I made it to the couch before I collapsed.
Watson was there immediately, meowing his concern, climbing into my lap, and pressing his warm weight against my stomach. I buried my fingers in his fur and tried to remember how to breathe.
That's how Brian found me.
He came through the door twenty minutes later, gym bag over his shoulder, still in his workout clothes. He was saying something about dinner, about whether I wanted Thai or?—
He stopped mid-sentence.
"Ava?"
I looked up. I must have looked worse than I thought, because his face went pale.
"What happened?"
The words wouldn't come. I just sat there, Watson purring in my lap, my whole body still trembling.
Brian crossed the room in three strides. He crouched in front of me, his hands hovering like he wanted to touch me but wasn't sure if he should.
"Ava. Talk to me."
"Someone—" My voice cracked. I tried again. "On the way home. A man. He grabbed me."
Brian went very still. "Where?"
"The alley by the pharmacy. He—" I swallowed hard. "He told me to recant my statement. Said it was my only warning."
The fury that transformed Brian's face was unlike anything I'd ever seen.
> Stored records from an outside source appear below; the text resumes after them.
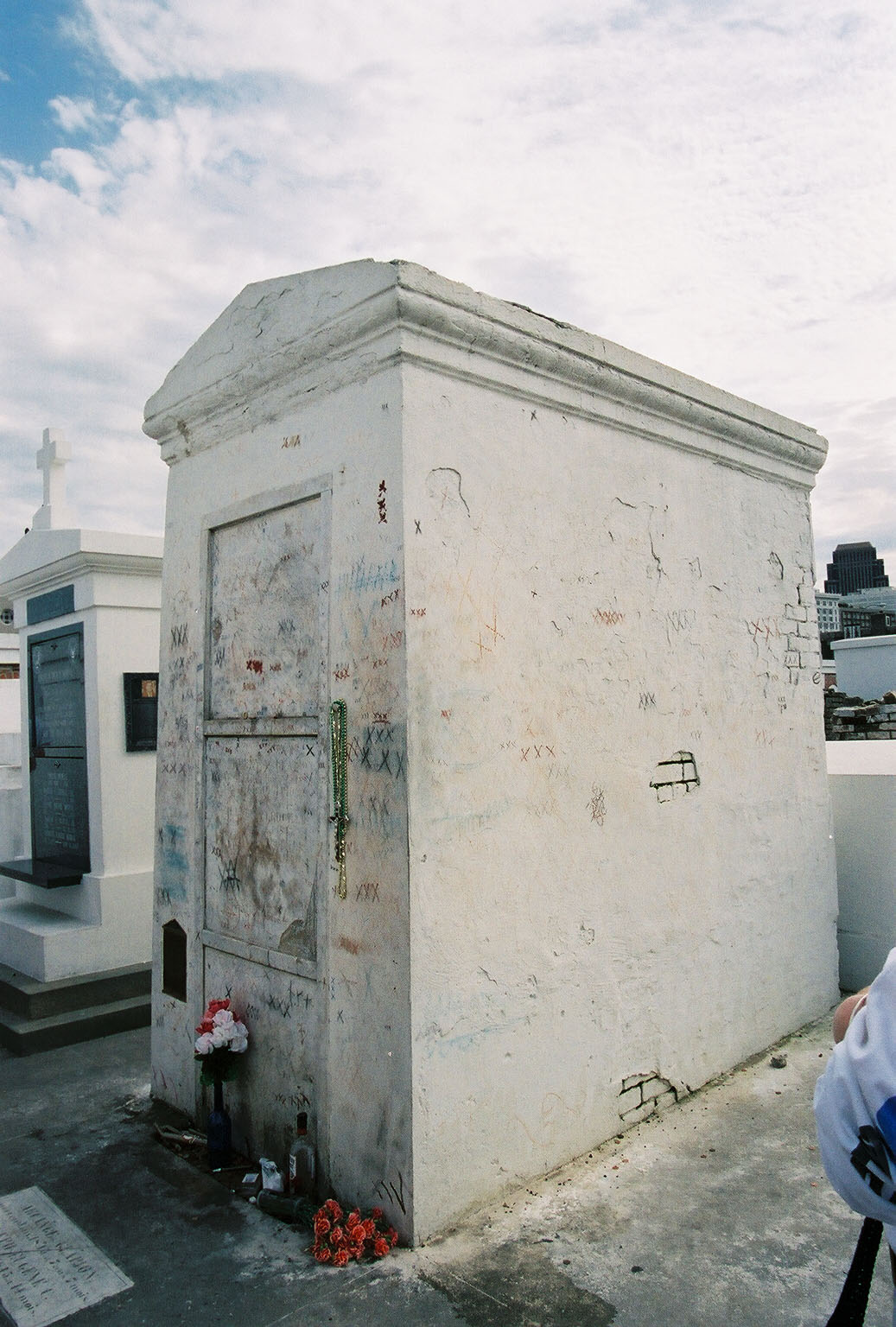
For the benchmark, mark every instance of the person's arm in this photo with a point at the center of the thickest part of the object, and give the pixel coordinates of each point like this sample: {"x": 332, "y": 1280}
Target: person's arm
{"x": 844, "y": 1012}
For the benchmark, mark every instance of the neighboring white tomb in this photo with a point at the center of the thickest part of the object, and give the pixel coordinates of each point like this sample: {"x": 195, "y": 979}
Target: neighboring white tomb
{"x": 866, "y": 666}
{"x": 11, "y": 841}
{"x": 566, "y": 597}
{"x": 86, "y": 606}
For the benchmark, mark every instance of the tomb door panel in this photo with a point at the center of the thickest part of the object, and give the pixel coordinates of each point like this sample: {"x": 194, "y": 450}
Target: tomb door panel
{"x": 264, "y": 851}
{"x": 264, "y": 784}
{"x": 57, "y": 740}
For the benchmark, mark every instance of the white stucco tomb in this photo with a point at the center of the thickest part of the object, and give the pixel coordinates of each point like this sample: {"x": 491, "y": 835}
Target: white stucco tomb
{"x": 866, "y": 666}
{"x": 566, "y": 596}
{"x": 86, "y": 609}
{"x": 11, "y": 841}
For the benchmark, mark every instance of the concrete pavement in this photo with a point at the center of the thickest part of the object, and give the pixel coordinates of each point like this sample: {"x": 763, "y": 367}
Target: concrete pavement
{"x": 712, "y": 1215}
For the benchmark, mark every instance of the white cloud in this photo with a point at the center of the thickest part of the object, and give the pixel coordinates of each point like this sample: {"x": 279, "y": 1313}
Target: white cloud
{"x": 76, "y": 113}
{"x": 710, "y": 185}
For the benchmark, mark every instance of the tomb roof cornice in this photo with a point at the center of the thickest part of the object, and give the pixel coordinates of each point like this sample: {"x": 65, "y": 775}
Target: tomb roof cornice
{"x": 307, "y": 334}
{"x": 46, "y": 559}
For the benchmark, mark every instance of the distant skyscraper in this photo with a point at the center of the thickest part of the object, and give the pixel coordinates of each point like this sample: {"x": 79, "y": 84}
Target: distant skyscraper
{"x": 855, "y": 567}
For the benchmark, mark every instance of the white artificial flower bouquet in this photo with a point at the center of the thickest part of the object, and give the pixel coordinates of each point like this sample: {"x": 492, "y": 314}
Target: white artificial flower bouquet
{"x": 222, "y": 1037}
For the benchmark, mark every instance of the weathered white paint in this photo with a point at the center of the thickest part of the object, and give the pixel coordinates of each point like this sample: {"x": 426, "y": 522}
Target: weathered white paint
{"x": 863, "y": 797}
{"x": 105, "y": 921}
{"x": 569, "y": 606}
{"x": 11, "y": 841}
{"x": 866, "y": 666}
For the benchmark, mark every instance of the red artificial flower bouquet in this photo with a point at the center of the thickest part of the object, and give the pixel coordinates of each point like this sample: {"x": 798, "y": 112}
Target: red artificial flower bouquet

It wasn't explosive. That would have been easier to handle. This was something else. Controlled. Focused. Terrifying in its stillness. His jaw went tight. His hands curled into fists on his knees. The warm brown eyes that usually crinkled when he smiled had gone flat and hard.
"Let me see."
I didn't understand at first. Then I followed his gaze to where my hand was pressed against my upper arm, fingers curled protectively over the spot where the man had grabbed me.
I pushed up my sleeve.
The bruises were already forming. Four distinct marks where his fingers had dug into my skin. Purple against the pale. A brand.
Brian made a sound low in his throat. His hands were shaking when he reached out, hovering over the bruises without quite touching.
"Ava."
"I'm okay."
"You're not okay. None of this is okay."
"I know." The tears I'd been holding back finally spilled over. "I know it's not okay. But I don't know what to do. They're taking everything. My license, my safety, my life. And I can't stop them. I can't?—"
Brian pulled me into his arms.
He didn't say anything. Didn't offer solutions or platitudes or promises he couldn't keep. He just held me, one hand cradling the back of my head, the other wrapped around my waist, his heartbeat steady against my ear.
I buried my face in his chest and let myself fall apart.
Watson meowed from somewhere below, displeased at being displaced from my lap. Brian didn't let go. He just stood there in the middle of our apartment, holding me together while I shook.
"I've got you," he murmured into my hair. "I've got you. They're not going to win this."